En la parte superior del papel aparecía el alfabeto de la A a la Z. Justo debajo, volvían a aparecer todas las letras del alfabeto, aunque siguiendo otro orden. La palabra «SUBTPRA-HEND» aparecía en primer lugar, subrayada, seguida por las letras del alfabeto que no estaban contenidas en la palabra.

Debajo de estas dos líneas aparecía una línea con una confusión de letras, según la opinión de la bibliotecaria, sin ningún sentido aparente. ¿A lo mejor era una clave? Y justo debajo de lo incomprensible, ponía lo que ella consideró debía de ser la respuesta a la clave.

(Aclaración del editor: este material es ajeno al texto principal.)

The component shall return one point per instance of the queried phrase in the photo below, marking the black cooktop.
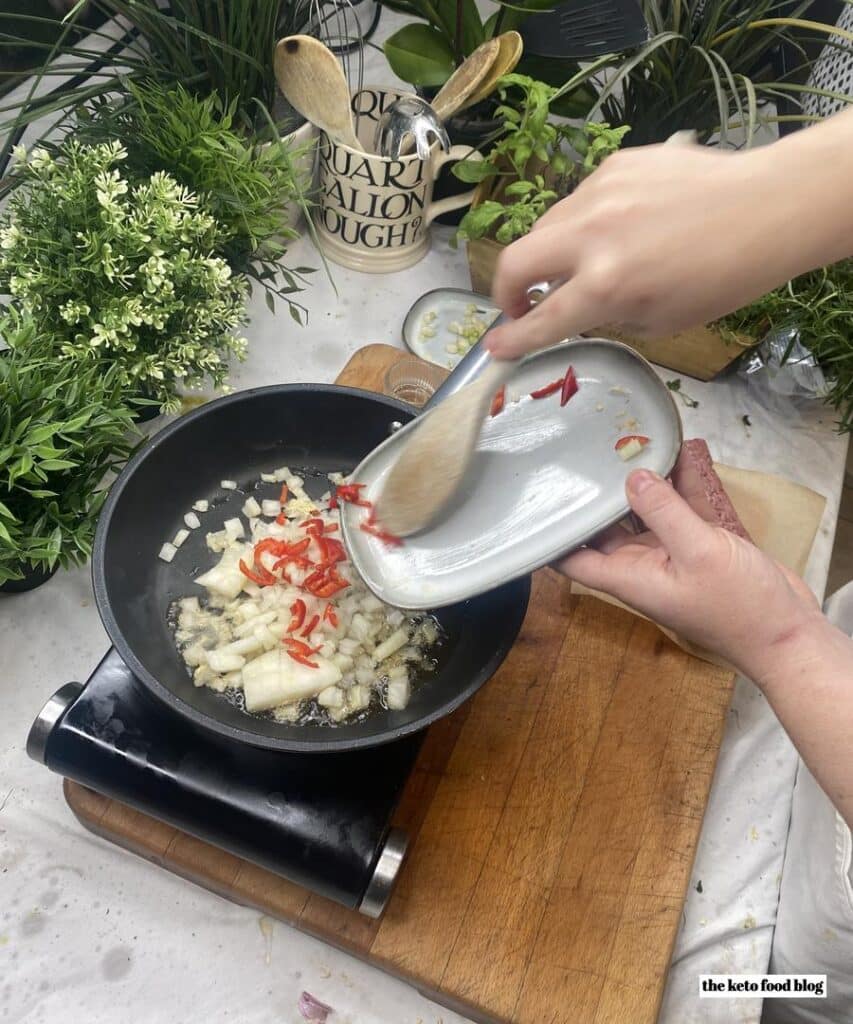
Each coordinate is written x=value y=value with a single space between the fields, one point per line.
x=321 y=820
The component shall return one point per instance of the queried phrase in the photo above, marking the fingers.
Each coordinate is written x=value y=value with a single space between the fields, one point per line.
x=682 y=532
x=565 y=312
x=529 y=259
x=589 y=567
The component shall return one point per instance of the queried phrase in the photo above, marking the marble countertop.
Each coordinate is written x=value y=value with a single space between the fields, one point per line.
x=88 y=932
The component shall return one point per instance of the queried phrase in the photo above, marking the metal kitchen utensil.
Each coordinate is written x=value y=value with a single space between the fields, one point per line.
x=544 y=479
x=584 y=29
x=313 y=83
x=470 y=81
x=430 y=327
x=410 y=118
x=316 y=428
x=431 y=466
x=435 y=459
x=508 y=56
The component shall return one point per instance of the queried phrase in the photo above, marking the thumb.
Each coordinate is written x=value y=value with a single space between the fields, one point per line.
x=682 y=532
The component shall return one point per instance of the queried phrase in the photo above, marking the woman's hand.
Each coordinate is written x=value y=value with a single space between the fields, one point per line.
x=664 y=238
x=707 y=584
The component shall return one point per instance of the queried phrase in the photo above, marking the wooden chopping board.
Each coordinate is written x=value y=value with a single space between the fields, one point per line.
x=553 y=821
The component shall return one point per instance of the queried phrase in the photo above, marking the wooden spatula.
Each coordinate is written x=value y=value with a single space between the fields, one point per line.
x=465 y=80
x=435 y=459
x=508 y=56
x=434 y=462
x=313 y=83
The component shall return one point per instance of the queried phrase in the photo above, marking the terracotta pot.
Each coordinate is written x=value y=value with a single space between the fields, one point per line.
x=482 y=259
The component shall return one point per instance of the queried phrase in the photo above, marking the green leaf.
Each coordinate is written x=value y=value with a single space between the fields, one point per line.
x=420 y=54
x=479 y=219
x=473 y=32
x=473 y=171
x=42 y=433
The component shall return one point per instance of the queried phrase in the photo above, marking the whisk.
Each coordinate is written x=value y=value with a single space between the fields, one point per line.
x=344 y=26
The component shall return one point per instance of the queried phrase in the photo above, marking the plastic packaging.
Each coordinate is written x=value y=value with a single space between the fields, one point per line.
x=782 y=375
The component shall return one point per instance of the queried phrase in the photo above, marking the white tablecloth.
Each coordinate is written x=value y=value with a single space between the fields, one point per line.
x=89 y=933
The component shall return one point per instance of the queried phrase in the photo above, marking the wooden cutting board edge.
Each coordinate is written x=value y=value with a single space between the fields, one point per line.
x=592 y=896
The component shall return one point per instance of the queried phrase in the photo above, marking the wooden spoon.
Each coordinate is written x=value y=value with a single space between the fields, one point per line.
x=454 y=93
x=313 y=83
x=466 y=79
x=434 y=461
x=508 y=56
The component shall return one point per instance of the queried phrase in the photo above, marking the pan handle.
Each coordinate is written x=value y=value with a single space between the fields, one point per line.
x=477 y=357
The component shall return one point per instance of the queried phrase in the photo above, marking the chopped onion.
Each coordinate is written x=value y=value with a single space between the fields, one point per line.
x=223 y=662
x=391 y=645
x=195 y=655
x=358 y=697
x=217 y=541
x=249 y=625
x=246 y=645
x=233 y=638
x=397 y=693
x=332 y=696
x=233 y=528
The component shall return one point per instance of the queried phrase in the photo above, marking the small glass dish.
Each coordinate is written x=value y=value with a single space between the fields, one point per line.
x=413 y=380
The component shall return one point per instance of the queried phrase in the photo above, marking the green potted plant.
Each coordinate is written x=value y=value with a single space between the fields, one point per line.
x=251 y=189
x=535 y=162
x=211 y=48
x=64 y=427
x=818 y=306
x=710 y=67
x=123 y=271
x=426 y=51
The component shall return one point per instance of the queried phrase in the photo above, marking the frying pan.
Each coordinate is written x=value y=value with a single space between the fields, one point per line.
x=315 y=430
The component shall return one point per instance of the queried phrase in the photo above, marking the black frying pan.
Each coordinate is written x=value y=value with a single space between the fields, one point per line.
x=312 y=429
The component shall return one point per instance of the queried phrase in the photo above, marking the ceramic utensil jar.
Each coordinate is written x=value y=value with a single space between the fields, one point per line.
x=373 y=213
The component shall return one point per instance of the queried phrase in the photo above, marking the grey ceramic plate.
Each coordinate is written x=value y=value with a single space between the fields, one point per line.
x=544 y=480
x=450 y=306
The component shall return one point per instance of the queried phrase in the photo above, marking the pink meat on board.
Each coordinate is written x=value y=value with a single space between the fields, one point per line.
x=695 y=479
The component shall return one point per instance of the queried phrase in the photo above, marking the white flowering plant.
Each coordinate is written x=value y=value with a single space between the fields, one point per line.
x=121 y=270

La bibliotecaria sonrió para sus adentros; pensó que seguramente se trataba de un juego infantil entre adultos. De hecho, le pareció divertido que alguien fuera capaz de utilizar la biblioteca, la ciencia y los libros de esta manera. De haber regresado el hombre, le hubiera gustado ayudarle con una nueva clave. Le había parecido simpático, con una mirada franca. Transparente, en paz consigo mismo, pensó la bibliotecaria y volvió a mirar el papel.